In [1]:
from pathlib import Path
from rdkit import Chem
from tqdm.autonotebook import tqdm

  This is separate from the ipykernel package so we can avoid doing imports until


# Training data

In [2]:
num_total = len(list(Path('docked_jacs_full/').glob('*sdf')))
num_total

108528

In [6]:
!mkdir poses_jacs

In [None]:
for idx in tqdm(range(num_total)):
    suppl = Chem.SDMolSupplier(f'docked_jacs_full/docked_{idx}.sdf')
    for i, m in enumerate(suppl):
        Chem.MolToPDBFile(m, f'poses_jacs/m_idx_{idx}_pose_{i}.pdb')

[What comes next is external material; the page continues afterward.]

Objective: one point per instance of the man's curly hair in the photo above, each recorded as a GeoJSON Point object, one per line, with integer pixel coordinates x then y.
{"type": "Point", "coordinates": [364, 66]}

  0%|          | 0/108528 [00:00<?, ?it/s]

In [None]:
n_poses = 20

In [None]:
with open("jacs.types", "w") as text_file:
    for idx in tqdm(range(num_total)):
        for p in range(n_poses):
            file_str = f'{idx} 5FL4_receptor.pdb poses_jacs/m_idx_{idx}_pose_{p}.pdb'
            print(file_str, file=text_file)

In [4]:
from gninatorch import setup, gnina, dataloaders
from argparse import Namespace

In [5]:
class VoxelLoader(dataloaders.GriddedExamplesLoader):
    def __len__(self):
        return self.num_batches

In [6]:
grid_args = Namespace(**{'data_root':'',
                    'batch_size':20,
                    'ligmolcache':"",
                    'recmolcache':"",
                    'cache_structures':True,
                    'dimension':23.5,
                    'resolution':0.5,
                    'balanced':False,
                    'shuffle':False,
                    'stratify_receptor':False,
                    'stratify_pos':False,
                    'iteration_scheme':'small',
                    'stratify_max':0,
                    'stratify_min':0,
                    'stratify_step':0})

In [7]:
provider = setup.setup_example_provider(
    f"jacs.types", grid_args, training=False
)
grid_maker = setup.setup_grid_maker(grid_args)

all_loader = VoxelLoader(
    example_provider=provider,
    grid_maker=grid_maker,
    random_translation=0,
    random_rotation=False,
    device='cuda',
)

In [12]:
import torch

In [13]:
model = gnina.setup_gnina_model('dense')[0]

In [14]:
model.eval()
model.to(torch.device('cuda'))

DenseAffinity(
  (features): Sequential(
    (data_enc_init_pool): MaxPool3d(kernel_size=2, stride=2, padding=0, dilation=1, ceil_mode=False)
    (data_enc_init_conv): Conv3d(28, 32, kernel_size=(3, 3, 3), stride=(1, 1, 1), padding=(1, 1, 1))
    (data_enc_init_conv_relu): ReLU()
    (dense_block_0): DenseBlock(
      (blocks): Sequential(
        (data_enc_level0_batchnorm_conv0): BatchNorm3d(32, eps=1e-05, momentum=0.1, affine=True, track_running_stats=True)
        (data_enc_level0_conv0): Conv3d(32, 16, kernel_size=(3, 3, 3), stride=(1, 1, 1), padding=(1, 1, 1))
        (data_enc_level0_conv0_relu): ReLU()
        (data_enc_level0_batchnorm_conv1): BatchNorm3d(48, eps=1e-05, momentum=0.1, affine=True, track_running_stats=True)
        (data_enc_level0_conv1): Conv3d(48, 16, kernel_size=(3, 3, 3), stride=(1, 1, 1), padding=(1, 1, 1))
        (data_enc_level0_conv1_relu): ReLU()
        (data_enc_level0_batchnorm_conv2): BatchNorm3d(64, eps=1e-05, momentum=0.1, affine=True, track_run

In [15]:
feats = list()
with torch.inference_mode():
    for batch in tqdm(all_loader):
        feats.append(model.features(batch[0]).squeeze()[None])
feats = torch.cat(feats)
feats.shape

  0%|          | 0/108528 [00:00<?, ?it/s]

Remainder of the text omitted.